X²+6x+16<0x²+x+20>0​

To solve these inequalities, we can first find the critical points by setting each quadratic expression equal to zero and then determine the intervals where the expressions are positive or negative.

1. For the first inequality: x² + 6x + 16 < 0

Let's find the critical points by solving for x: x² + 6x + 16 = 0

This is a quadratic equation, and you can solve it using the quadratic formula: x = (-b ± √(b² - 4ac)) / (2a)

In this case, a = 1, b = 6, and c = 16. Plugging these values into the formula:

x = (-6 ± √(6² - 4(1)(16))) / (2(1)) x = (-6 ± √(36 - 64)) / 2 x = (-6 ± √(-28)) / 2

Since the discriminant (the value inside the square root) is negative, there are no real solutions to the equation x² + 6x + 16 = 0. This means the quadratic is always positive.

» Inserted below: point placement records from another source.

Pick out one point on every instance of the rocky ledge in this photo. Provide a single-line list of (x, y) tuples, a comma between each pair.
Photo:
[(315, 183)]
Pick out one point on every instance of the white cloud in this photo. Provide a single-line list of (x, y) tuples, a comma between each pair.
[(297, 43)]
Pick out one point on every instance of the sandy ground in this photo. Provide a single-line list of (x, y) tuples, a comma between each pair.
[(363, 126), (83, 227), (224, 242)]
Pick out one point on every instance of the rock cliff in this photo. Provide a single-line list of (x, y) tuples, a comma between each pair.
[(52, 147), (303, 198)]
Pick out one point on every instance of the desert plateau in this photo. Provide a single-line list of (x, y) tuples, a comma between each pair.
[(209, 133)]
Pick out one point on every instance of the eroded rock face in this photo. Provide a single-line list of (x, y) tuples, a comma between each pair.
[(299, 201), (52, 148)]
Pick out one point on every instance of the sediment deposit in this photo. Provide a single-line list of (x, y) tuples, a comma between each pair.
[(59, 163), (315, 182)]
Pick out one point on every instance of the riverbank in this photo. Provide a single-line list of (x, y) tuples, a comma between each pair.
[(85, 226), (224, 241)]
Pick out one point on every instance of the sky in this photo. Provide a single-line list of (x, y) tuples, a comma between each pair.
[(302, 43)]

So, for the first inequality, x² + 6x + 16 < 0 has no real solutions, which means there are no values of x that make this expression less than zero. Therefore, it is never less than zero.

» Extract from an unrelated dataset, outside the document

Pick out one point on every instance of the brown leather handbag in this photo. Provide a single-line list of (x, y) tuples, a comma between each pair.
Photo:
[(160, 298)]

2. For the second inequality: x² + x + 20 > 0

Let's find the critical points by solving for x: x² + x + 20 = 0

This is a quadratic equation, and you can solve it using the quadratic formula as we did before. However, you'll find that the discriminant is negative again, which means there are no real solutions to this equation.

Therefore, just like the first inequality, there are no values of x that make x² + x + 20 greater than zero. So, the second inequality is also never greater than zero.

In summary, neither of the inequalities has real solutions. The first one is never less than zero, and the second one is never greater than zero.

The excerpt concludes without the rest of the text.